Thank you for your question.

  1. Re-train your own ECAPA-TDNN model is fine and could perform better in the language of your data if you have enough training data in your domain.
  2. Use your own VAD system is also fine. (Your VAD works well as the results shows. Better VAD contributes to better diar results)

Maybe you can try:

  1. Print np.diff(eig_values[:max_num_spks + 1]) in this https://github.com/wenet-e2e/wespeaker/blob/788e3eb71292af87d4a1708e8812387a82415221/wespeaker/diar/spectral_clusterer.py#L61 The max index decides the number of spks. In your case, I guess the second value and the third value should be very close.
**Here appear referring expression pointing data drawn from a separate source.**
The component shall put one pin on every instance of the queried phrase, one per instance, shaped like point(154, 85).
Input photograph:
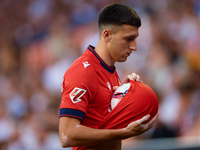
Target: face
point(122, 43)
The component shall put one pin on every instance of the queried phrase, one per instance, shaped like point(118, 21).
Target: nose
point(133, 46)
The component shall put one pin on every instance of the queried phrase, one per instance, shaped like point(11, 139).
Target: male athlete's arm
point(72, 134)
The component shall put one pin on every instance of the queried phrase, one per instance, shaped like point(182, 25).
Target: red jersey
point(87, 89)
point(135, 100)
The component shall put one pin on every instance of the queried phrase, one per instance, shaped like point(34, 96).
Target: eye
point(129, 39)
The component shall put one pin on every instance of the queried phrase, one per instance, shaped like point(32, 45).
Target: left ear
point(107, 35)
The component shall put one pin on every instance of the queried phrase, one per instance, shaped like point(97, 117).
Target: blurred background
point(39, 40)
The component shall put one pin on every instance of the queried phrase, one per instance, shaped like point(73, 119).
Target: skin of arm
point(72, 134)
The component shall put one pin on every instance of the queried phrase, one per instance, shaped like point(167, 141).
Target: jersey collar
point(103, 64)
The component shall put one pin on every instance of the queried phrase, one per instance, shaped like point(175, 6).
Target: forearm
point(74, 134)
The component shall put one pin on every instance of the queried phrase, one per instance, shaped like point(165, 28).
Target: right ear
point(107, 35)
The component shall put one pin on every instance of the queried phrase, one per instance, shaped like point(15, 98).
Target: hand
point(133, 77)
point(138, 127)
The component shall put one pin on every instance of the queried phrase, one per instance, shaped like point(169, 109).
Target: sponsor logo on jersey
point(76, 94)
point(85, 64)
point(119, 94)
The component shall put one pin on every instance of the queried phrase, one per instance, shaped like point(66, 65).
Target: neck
point(102, 51)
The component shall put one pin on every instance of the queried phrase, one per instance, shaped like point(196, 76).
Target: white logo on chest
point(85, 64)
point(108, 84)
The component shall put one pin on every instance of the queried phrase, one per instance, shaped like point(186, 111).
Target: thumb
point(115, 88)
point(143, 119)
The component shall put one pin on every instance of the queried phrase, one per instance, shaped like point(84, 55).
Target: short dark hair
point(118, 14)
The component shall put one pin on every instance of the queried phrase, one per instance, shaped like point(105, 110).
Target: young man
point(89, 83)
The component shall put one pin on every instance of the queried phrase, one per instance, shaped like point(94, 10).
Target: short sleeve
point(78, 88)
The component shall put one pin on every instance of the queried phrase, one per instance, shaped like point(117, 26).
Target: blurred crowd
point(39, 40)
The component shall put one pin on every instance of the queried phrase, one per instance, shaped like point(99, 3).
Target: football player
point(90, 82)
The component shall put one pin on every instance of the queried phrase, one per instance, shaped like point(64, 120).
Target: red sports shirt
point(87, 89)
point(136, 101)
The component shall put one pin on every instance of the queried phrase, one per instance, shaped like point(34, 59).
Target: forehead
point(128, 30)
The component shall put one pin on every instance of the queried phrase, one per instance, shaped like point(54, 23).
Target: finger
point(115, 88)
point(143, 119)
point(137, 78)
point(130, 77)
point(152, 121)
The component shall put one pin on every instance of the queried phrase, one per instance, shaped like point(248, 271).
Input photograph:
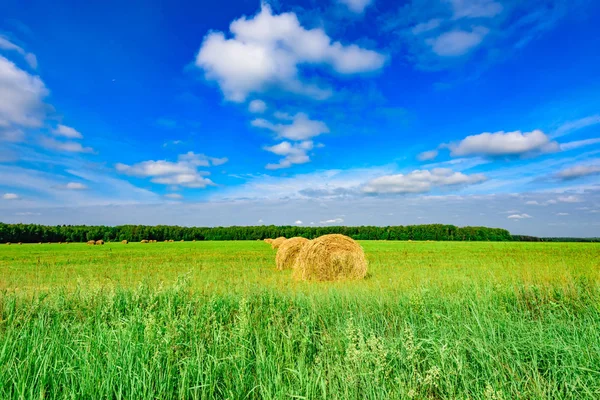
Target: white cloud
point(12, 135)
point(503, 144)
point(21, 96)
point(578, 171)
point(569, 199)
point(356, 6)
point(67, 131)
point(73, 186)
point(427, 155)
point(10, 196)
point(428, 26)
point(420, 181)
point(71, 147)
point(293, 153)
point(519, 216)
point(332, 221)
point(475, 8)
point(30, 58)
point(266, 50)
point(301, 128)
point(257, 106)
point(457, 42)
point(184, 172)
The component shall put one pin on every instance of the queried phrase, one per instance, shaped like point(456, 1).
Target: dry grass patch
point(288, 252)
point(329, 258)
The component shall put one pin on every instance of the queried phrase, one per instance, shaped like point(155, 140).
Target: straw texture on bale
point(329, 258)
point(288, 252)
point(277, 242)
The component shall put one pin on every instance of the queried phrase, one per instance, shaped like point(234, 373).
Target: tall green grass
point(431, 321)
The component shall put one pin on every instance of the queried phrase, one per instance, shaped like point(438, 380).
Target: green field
point(477, 320)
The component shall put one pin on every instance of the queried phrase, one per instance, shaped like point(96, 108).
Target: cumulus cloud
point(427, 155)
point(475, 8)
point(257, 106)
point(428, 26)
point(184, 172)
point(519, 216)
point(356, 6)
point(420, 181)
point(301, 128)
point(71, 147)
point(503, 144)
point(30, 58)
point(12, 135)
point(457, 42)
point(266, 50)
point(578, 171)
point(21, 96)
point(73, 186)
point(293, 153)
point(67, 131)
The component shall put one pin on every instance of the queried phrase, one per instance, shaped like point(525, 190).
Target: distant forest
point(30, 233)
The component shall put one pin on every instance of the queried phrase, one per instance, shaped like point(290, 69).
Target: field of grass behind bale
point(217, 320)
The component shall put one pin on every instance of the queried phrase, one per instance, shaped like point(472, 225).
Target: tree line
point(30, 233)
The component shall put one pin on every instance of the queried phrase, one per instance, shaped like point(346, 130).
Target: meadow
point(464, 320)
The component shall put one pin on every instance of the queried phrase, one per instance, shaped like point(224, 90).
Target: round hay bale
point(277, 242)
point(329, 258)
point(288, 252)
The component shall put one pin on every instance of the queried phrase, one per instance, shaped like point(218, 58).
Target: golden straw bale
point(329, 258)
point(288, 252)
point(277, 242)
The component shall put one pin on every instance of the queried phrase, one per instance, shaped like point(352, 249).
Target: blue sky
point(471, 112)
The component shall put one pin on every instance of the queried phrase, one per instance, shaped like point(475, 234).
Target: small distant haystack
point(330, 258)
point(288, 252)
point(277, 242)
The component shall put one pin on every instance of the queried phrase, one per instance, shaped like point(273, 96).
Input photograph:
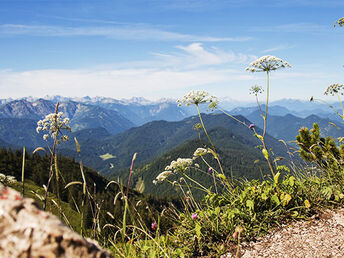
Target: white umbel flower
point(200, 152)
point(163, 175)
point(196, 97)
point(179, 165)
point(266, 64)
point(53, 124)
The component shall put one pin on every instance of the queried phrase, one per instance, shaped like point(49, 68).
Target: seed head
point(266, 64)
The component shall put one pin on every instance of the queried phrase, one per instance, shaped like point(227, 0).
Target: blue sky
point(163, 49)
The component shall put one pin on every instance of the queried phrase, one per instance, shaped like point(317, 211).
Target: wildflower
point(179, 165)
point(154, 225)
point(196, 97)
point(163, 175)
point(213, 103)
point(53, 124)
point(266, 64)
point(256, 89)
point(340, 22)
point(334, 89)
point(200, 152)
point(194, 216)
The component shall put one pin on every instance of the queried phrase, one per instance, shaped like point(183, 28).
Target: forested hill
point(238, 160)
point(37, 172)
point(153, 139)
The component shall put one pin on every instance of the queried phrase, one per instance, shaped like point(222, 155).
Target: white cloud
point(125, 32)
point(195, 55)
point(293, 28)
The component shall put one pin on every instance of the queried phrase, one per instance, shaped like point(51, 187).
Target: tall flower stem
point(267, 102)
point(205, 130)
point(265, 121)
point(52, 154)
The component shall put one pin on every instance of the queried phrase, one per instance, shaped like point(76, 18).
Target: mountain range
point(110, 131)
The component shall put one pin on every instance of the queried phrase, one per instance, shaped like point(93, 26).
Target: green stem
point(341, 103)
point(192, 180)
point(267, 102)
point(265, 119)
point(200, 117)
point(23, 169)
point(233, 117)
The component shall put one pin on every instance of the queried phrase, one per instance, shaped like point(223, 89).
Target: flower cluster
point(340, 22)
point(256, 89)
point(334, 89)
point(200, 152)
point(266, 64)
point(197, 97)
point(163, 175)
point(7, 179)
point(53, 124)
point(179, 165)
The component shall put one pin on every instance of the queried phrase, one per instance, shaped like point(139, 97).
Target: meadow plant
point(339, 22)
point(54, 126)
point(265, 64)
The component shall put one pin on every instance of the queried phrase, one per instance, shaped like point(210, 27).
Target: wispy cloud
point(118, 32)
point(293, 28)
point(196, 55)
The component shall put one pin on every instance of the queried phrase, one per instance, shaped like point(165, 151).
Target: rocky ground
point(26, 231)
point(321, 236)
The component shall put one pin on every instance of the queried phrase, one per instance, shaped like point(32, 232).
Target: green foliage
point(323, 151)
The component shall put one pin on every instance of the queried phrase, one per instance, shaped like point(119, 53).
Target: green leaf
point(264, 196)
point(265, 153)
point(250, 204)
point(198, 229)
point(275, 199)
point(285, 198)
point(291, 181)
point(276, 178)
point(259, 136)
point(73, 183)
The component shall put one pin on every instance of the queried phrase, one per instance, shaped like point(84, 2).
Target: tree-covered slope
point(157, 137)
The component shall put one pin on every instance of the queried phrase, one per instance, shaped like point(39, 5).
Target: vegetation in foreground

And unfortunately, the 3rd value is slightly bigger using your own VAD, while the 2nd one is bigger using silero-VAD.
  2. Try to tune the n parameter in https://github.com/wenet-e2e/wespeaker/blob/788e3eb71292af87d4a1708e8812387a82415221/wespeaker/diar/spectral_clusterer.py#L42 or https://github.com/wenet-e2e/wespeaker/blob/788e3eb71292af87d4a1708e8812387a82415221/wespeaker/diar/spectral_clusterer.py#L44 Use a smaller n could probably get less spk number.
NathanJHLee commented 1 month ago

Thank you for your response. I still don't understand enven though vad results are almost same, spectral clustering behaves differently. I followd your instruction 'n=n-1 or n=n-2' Both of those worsk. But It works only a test wav when i use my own VAD. I wondering parameter 'n' is generated based on number of subsegments. How to control of 'n'?

JiJiJiang commented 1 month ago

n = int((1.0 - p) * m), m is the number of subsegments. If m is less than 1000, we keep n=m-10; else n = m*(1-p). p is usually tuned in a dev set. From our experience, p in [0.01, 0.05] could be fine. Some papers have discussed about the p value. link

NathanJHLee commented 1 month ago

All of my test set are less than 1000 subsegments, so only takes 'n = max(m - 10, 2) ' But mainly difference on vad is unit about second. I realized that my implemented vad system outputs in units of 10ms, while your outputs in units of 1ms. Could you please check your system working well by using units of 10ms?

JiJiJiang commented 1 month ago

The uint of vad (1ms or 10ms) could not have such a big difference.

NathanJHLee commented 1 month ago

Yeap that's true.... So i tried to get results using your pretrained Model. After testing, I realized my model trained by myself has little problem even though EER result is not bad. I will figure it out what's matter. Thank you so much to help me.